The two ignition coils were stripped of the casing in order to reduce the overall size and allow access to the internal wiring. The inputs are wired in an anti-parallel arrangement to help keep the charging voltage high when under load.
The HV outputs of the spark coils are connected to a rectifier (D1) made from four HV diodes potted in epoxy resin. Connected to this is a small smoothing capacitor (C1) which helps to reduce the ripple in the HV DC output. The tank capacitor (C2) is charged from the HV DC supply via two RF chokes (inductors L1 & L2) which serve to prevent the RF oscillations of the TC primary circuit from interfering with the rest of the circuit.
The previous battery powered tesla coil design needed to be well connected to a good RF ground such as a metal rod in the earth. Without this the output would be limited and the driver circuit would be prone to failure.
With this mini tesla coil the RF ground connection is made by connecting it to a copper pad on the handle.
The body of the person holding the device is used as the RF ground and the large area of copper ensures the energy is spread out to prevent RF burns.
In most Tesla Coils this would not be safe at all but this device is very low power so there is little risk of electric shock. The RF its self probably isn’t too healthy though!
The TC part (Tesla Coil) uses the common single static spark gap and flat primary design for simplicity and size. The primary coil is closely wound around the base of the secondary with several layers of insulation tape preventing flashover.
The topload sphere is made from a metal draw handle which has been drilled to allow gas to be ejected from the end. A pipe from this sphere runs down the inside of the secondary and to the back of the handle where it can be connected to a gas supply.
Using noble gasses such as Argon or Neon will cause the output arcs to be forced along the flow of gas. This allows the plasma to be directed in a straight line from the tip of the plasma gun. It is also possible to use butane gas which makes this thing into some kind of flamethrower – plasma gun hybrid. The electricity is conducted along the flame from its tip. You can see photos of this effect on our plasma page.
Apart from making cool arcs of plasma, this device even transmits wireless electrical power. It can light bulbs and fluorescent lights just from being nearby.
The interference created by this wireless energy can cause all sorts of electronic devices to switch on and off or start behaving erratically. This is because the energy is causing tiny currents to be induced in the tracks and wires in the devices. If a simple circuit had a matching resonant frequency to that of the plasma gun, it would be possible to collect the wireless energy from a greater distance.

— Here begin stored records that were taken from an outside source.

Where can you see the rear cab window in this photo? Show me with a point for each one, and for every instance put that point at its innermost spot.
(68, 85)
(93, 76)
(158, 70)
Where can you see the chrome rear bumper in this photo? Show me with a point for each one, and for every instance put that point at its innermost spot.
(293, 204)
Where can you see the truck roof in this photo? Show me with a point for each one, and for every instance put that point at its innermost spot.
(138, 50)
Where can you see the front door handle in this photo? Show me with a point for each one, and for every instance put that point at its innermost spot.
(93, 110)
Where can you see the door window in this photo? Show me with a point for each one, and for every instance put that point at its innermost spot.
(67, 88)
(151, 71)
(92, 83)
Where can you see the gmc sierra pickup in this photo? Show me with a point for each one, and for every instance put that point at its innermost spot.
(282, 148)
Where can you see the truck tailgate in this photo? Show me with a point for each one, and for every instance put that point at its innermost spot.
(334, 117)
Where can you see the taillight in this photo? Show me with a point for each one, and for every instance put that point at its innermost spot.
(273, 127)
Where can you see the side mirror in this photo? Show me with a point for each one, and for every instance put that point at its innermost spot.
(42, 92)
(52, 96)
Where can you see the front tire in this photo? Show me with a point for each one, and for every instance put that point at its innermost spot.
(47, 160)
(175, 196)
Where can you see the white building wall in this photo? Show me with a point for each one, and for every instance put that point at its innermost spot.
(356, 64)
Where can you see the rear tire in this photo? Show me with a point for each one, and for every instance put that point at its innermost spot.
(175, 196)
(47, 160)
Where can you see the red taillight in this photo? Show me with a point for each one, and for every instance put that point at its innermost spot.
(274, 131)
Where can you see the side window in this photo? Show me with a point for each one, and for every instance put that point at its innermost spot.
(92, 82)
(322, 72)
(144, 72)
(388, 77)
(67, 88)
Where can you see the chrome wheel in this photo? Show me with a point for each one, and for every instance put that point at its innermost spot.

There are several improvements that could be made on this design which could result in a greater power throughput and therefore bigger arcs.
The spark gap is just a single gap which has been seal inside a plastic case for safety and size. This sort of switching will have poor performance due to quenching difficulties and oxide buildup. A solid state version would be better but it would likely be larger and considerably more expensive.
A larger topload would allow for larger breakouts, but it would also need more primary capacitance. The secondary coil is also rather long relative to its width. Ideally this would be shorter and wider.
In conclusion this was a fun project and we hope you find this information useful and interesting.